Lexington Healing Arts Academy program is training the next generation of personal trainers
Shane Burry said worry about getting in trouble for helping friends and acquaintances get in shape drove him to look for a personal training certification program.
Looking through a slew of personal training programs, from short online courses to four-year degrees, he found the Lexington Healing Arts Academy’s accredited Personal Fitness Training Certification Program and dove right in.
“I’ve loved it,” said Burry, who previously worked professionally as a musician and was in the military. “It’s been tough, they really push you here. It’s not an easy school, but the benefits and the rewards are well worth the time.”
He has never missed a day of class, and with only two months left, the Minnesota native said he already has a job lined up locally when he graduates from the program.
Attending class every day, the academy’s personal trainers go through rigorous scientific courses that cover nutrition and fitness, professional development and lab work. It was this multi-faceted, thorough curriculum that attracted Burry, and it is what Lexington Healing Arts Academy Executive Director Bill Booker expects out of the program.
The three-year-old initiative now rounds out the other instructional offerings at the Lexington Healing Arts Academy’s facilities on Southland Drive, which include yoga and massage training programs.
After having bad experiences with personal trainers at gyms, and seeing the rising popularity of personal training for the middle class, Booker, who received his master’s degree in business from George Washington University, decided it was time to enlist the help of some seasoned personal trainers and gym owners to start the accredited program.
“I didn’t know any better,” he reflected. “I went to the gym and I figured they (personal trainers) were very qualified people.”
It turns out, there is no statewide or nationwide standard to become a personal trainer.
“There are a lot of different ways to become a certified personal trainer, all the way from going to school for six years, to studying on your own on the weekend and paying for a certificate,” explained Laura Coombs, the faculty head for the personal training program. Coombs has a bachelor’s degree from Stony Brook University in athletic training and a master’s degree from Queens College in exercise science. “We are at an aggressive level and it is accredited, which means that to take the test you have to have proper identification and have a testing center.
“And the faculty standards are the most tough,” she added. “We are all educated, experienced and have worked in the field so we hold the standard very high.”

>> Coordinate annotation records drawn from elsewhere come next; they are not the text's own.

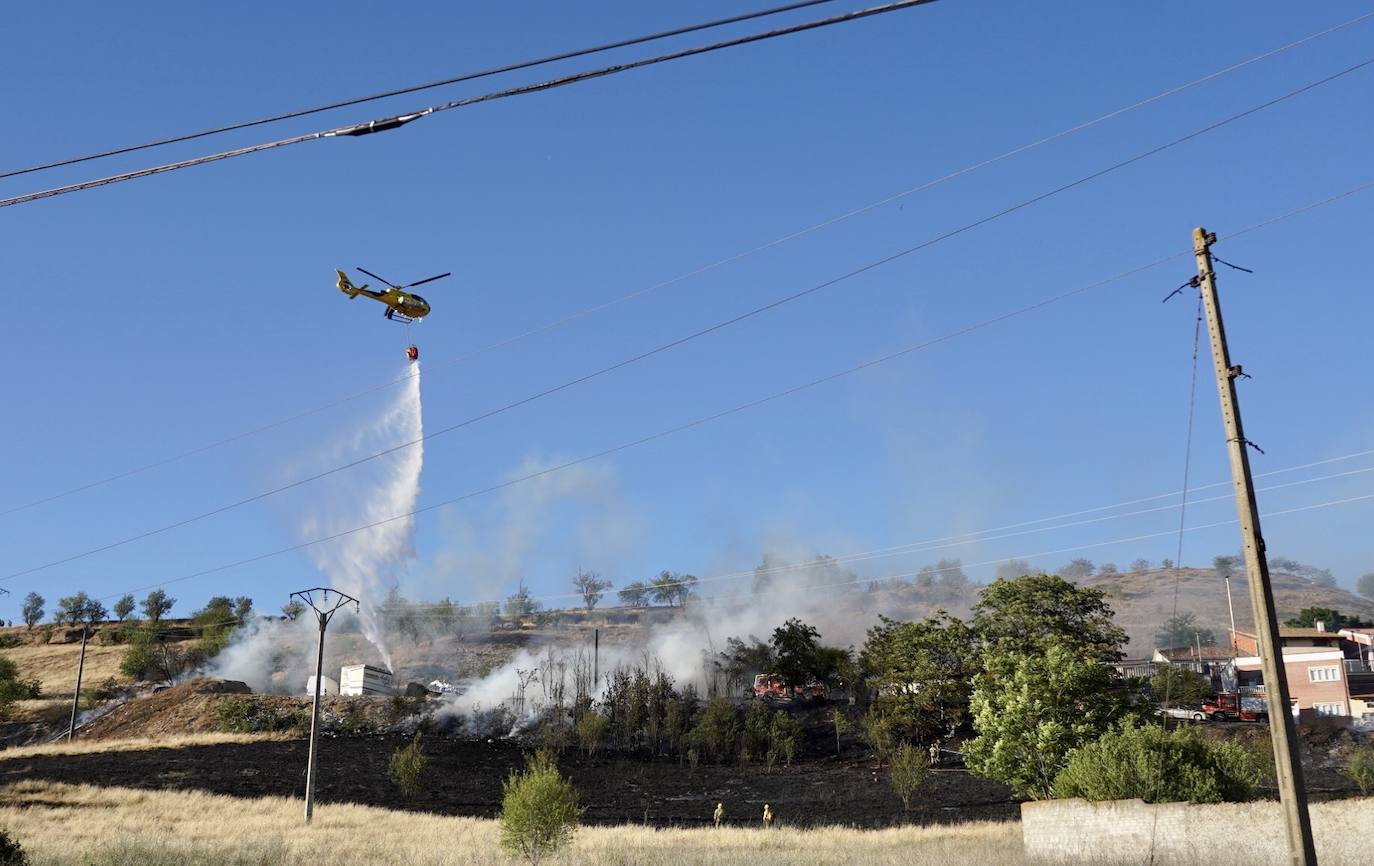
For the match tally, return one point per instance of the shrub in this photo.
(1158, 766)
(908, 771)
(717, 730)
(880, 733)
(102, 693)
(591, 730)
(1360, 767)
(407, 767)
(783, 738)
(11, 852)
(234, 715)
(539, 810)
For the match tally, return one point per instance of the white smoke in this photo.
(366, 562)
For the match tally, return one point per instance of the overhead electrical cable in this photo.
(415, 88)
(400, 120)
(770, 399)
(719, 263)
(985, 562)
(717, 326)
(973, 538)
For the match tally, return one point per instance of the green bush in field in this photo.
(1360, 767)
(407, 767)
(234, 715)
(539, 810)
(591, 731)
(1158, 766)
(11, 852)
(907, 774)
(717, 731)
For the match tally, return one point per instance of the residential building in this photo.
(1315, 663)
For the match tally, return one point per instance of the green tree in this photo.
(215, 624)
(1011, 569)
(1032, 707)
(521, 604)
(80, 609)
(922, 671)
(1179, 686)
(539, 810)
(880, 731)
(1365, 586)
(124, 606)
(1307, 617)
(841, 723)
(1157, 766)
(1183, 630)
(907, 773)
(1359, 766)
(407, 767)
(717, 730)
(242, 608)
(672, 589)
(739, 661)
(591, 587)
(591, 731)
(1039, 611)
(157, 605)
(634, 594)
(800, 656)
(33, 609)
(783, 738)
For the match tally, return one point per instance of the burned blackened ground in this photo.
(465, 777)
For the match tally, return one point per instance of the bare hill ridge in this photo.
(1145, 600)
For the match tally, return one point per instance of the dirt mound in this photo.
(187, 708)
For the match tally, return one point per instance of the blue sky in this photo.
(155, 316)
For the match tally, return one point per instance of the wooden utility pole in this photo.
(76, 698)
(1288, 766)
(324, 611)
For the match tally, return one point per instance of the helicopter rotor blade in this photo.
(428, 279)
(381, 278)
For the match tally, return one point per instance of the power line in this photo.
(414, 88)
(944, 543)
(962, 565)
(770, 399)
(704, 331)
(698, 271)
(400, 120)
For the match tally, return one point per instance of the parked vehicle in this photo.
(770, 686)
(1231, 707)
(1183, 714)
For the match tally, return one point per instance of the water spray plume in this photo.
(367, 562)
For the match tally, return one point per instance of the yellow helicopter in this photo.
(401, 305)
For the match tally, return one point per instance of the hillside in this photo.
(1145, 600)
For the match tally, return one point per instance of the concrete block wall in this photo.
(1120, 832)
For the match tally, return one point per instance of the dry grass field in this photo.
(70, 825)
(55, 665)
(65, 825)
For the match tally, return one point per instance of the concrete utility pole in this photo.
(1288, 764)
(76, 698)
(323, 613)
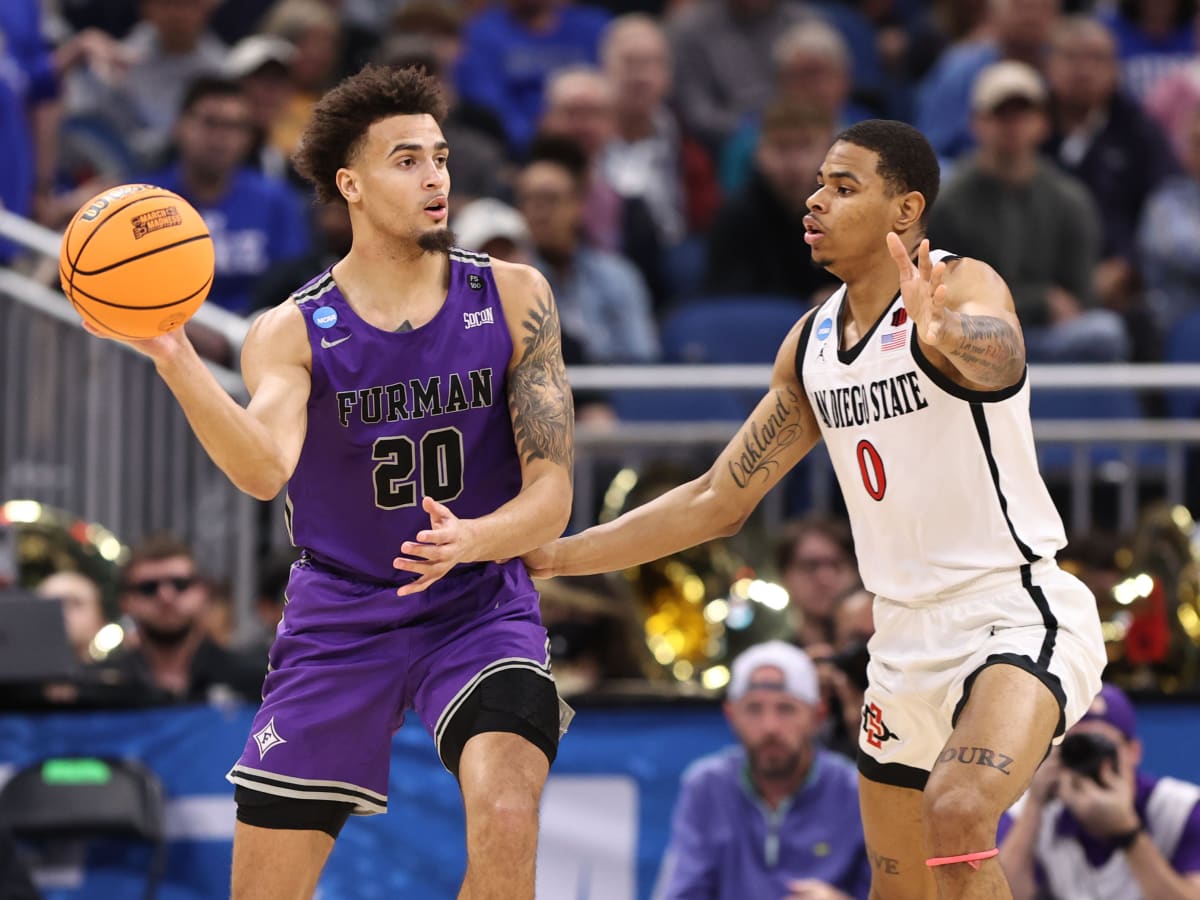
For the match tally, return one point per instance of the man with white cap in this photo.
(1035, 225)
(775, 817)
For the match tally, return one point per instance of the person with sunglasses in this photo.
(168, 657)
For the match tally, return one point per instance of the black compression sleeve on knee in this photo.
(269, 810)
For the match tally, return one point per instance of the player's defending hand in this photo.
(540, 562)
(923, 289)
(438, 549)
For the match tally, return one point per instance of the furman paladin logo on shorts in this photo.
(267, 738)
(155, 221)
(877, 732)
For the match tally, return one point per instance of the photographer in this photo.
(1092, 827)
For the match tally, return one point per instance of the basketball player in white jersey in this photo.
(913, 373)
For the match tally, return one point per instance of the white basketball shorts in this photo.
(925, 654)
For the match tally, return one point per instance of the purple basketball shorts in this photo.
(349, 658)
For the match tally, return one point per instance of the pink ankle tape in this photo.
(971, 859)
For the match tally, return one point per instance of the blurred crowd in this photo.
(645, 155)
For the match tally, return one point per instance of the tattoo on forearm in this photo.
(762, 442)
(990, 346)
(977, 756)
(882, 864)
(539, 396)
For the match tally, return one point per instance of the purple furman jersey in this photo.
(393, 418)
(397, 417)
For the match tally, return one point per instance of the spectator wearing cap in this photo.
(775, 816)
(259, 64)
(601, 298)
(1120, 834)
(1031, 222)
(1014, 30)
(172, 46)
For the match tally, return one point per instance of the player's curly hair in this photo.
(907, 162)
(340, 121)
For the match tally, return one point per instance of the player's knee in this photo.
(509, 808)
(959, 815)
(267, 810)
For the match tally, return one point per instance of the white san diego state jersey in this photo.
(941, 483)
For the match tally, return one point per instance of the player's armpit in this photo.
(276, 366)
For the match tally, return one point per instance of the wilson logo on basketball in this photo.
(101, 203)
(155, 221)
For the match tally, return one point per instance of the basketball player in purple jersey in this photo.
(413, 400)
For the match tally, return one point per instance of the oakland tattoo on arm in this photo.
(763, 441)
(989, 351)
(539, 396)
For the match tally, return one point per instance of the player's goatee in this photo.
(437, 241)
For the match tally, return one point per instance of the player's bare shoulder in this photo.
(969, 279)
(279, 337)
(523, 292)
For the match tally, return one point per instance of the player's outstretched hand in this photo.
(922, 287)
(437, 550)
(159, 348)
(540, 562)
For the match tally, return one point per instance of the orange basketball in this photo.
(136, 261)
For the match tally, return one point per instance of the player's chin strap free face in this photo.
(971, 859)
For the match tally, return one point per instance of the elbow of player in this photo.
(263, 483)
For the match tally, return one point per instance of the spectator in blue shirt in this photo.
(255, 221)
(775, 817)
(603, 301)
(510, 49)
(1019, 31)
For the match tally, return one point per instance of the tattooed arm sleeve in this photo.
(543, 423)
(983, 336)
(768, 444)
(539, 396)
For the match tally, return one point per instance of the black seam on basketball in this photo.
(84, 312)
(130, 306)
(195, 238)
(109, 219)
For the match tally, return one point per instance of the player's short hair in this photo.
(562, 151)
(907, 162)
(340, 121)
(784, 115)
(834, 531)
(209, 87)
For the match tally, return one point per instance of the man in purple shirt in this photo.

She said experienced personal trainers like her would rather have qualified professionals following in the footsteps of their field to hold a higher standard.
Booker added that he has seen personal training “certifications” that allow just about anyone to label themselves as “personal trainers” with only a few hours of study and an online test.
This is disheartening for the true professionals, but most important for the consumer, Booker added. He said gyms in Kentucky are beginning to demand trainers with higher levels of training, and that a large percentage of their graduates walk into jobs almost immediately.
Coombs, who moved to Lexington six years ago to help rehabilitate injured assembly line workers at Toyota, said helping students build and enhance their professionalism is also a special component of the program. “Unlike the scientific curriculum, we really add a lot of professional development,” she said. “How to sell yourself, how to pound the pavement.”
She added that they educate their trainers to work with a large range of people – from regular gym goers to severely overweight first-timers – with a safety-first mentality, and then by making it enjoyable for the client. They also focus on helping the trainer educate clients on how to maintain fitness and health outside of the gym environment.
Booker said he was a good example of someone in need of a qualified trainer.
“How I worked out as I aged changed, and I didn’t really know how to work out,” he said. “I kept injuring myself and was a weekend warrior. You really need an educated, certified, trained person to help you.”
To help prevent injuries for other people, Coombs teaches her students in anatomy, exercise physiology, kinesiology, nutrition and more. The students work out often while practicing moves and get a lot of coaching from the instructors. Class sizes are small, with an average of about 10 students, and taught by a five-member faculty – most of whom are both trainers and business owners.
Coombs said the program’s students come from all walks of life. She said she has one student with a bachelor’s degree in agricultural economics, another with a master’s degree in international leadership, a rock and roll musician, a retired police officer and many other unusual paths. They range in age from 18 to 60 years old.
“Everyone is very passionate, everyone wants to help,” Coombs said. “A lot of them have personal stories, they’ve seen people struggle.”
As graduates, some have started their own gyms and others integrate nicely into existing health facilities. Students are encouraged to maintain gym memberships while in the program and stay as fit as possible.
“They need to know how it feels to be pushed and to look the part,” Coombs said.
At the Lexington Healing Arts Academy, educators are also looking at how to best stay on top of fitness trends. Today, the biggest trend is small group fitness training, Coombs said.
“It’s not group exercise, it’s targeted and customized for those three or four clients, and it makes it more affordable for them and leverages the trainer’s time to get more clients in,” she said. “It also brings the community and social aspect and is less intimidating.”
Booker added that more and more doctors are prescribing exercise to heal physical ailments and the demand for qualified personal trainers will continue to grow.
“I think the settings will continue to broaden,” Coombs added. “It’s not a luxury service for the rich and famous like it was in the ‘80s and ‘90s.”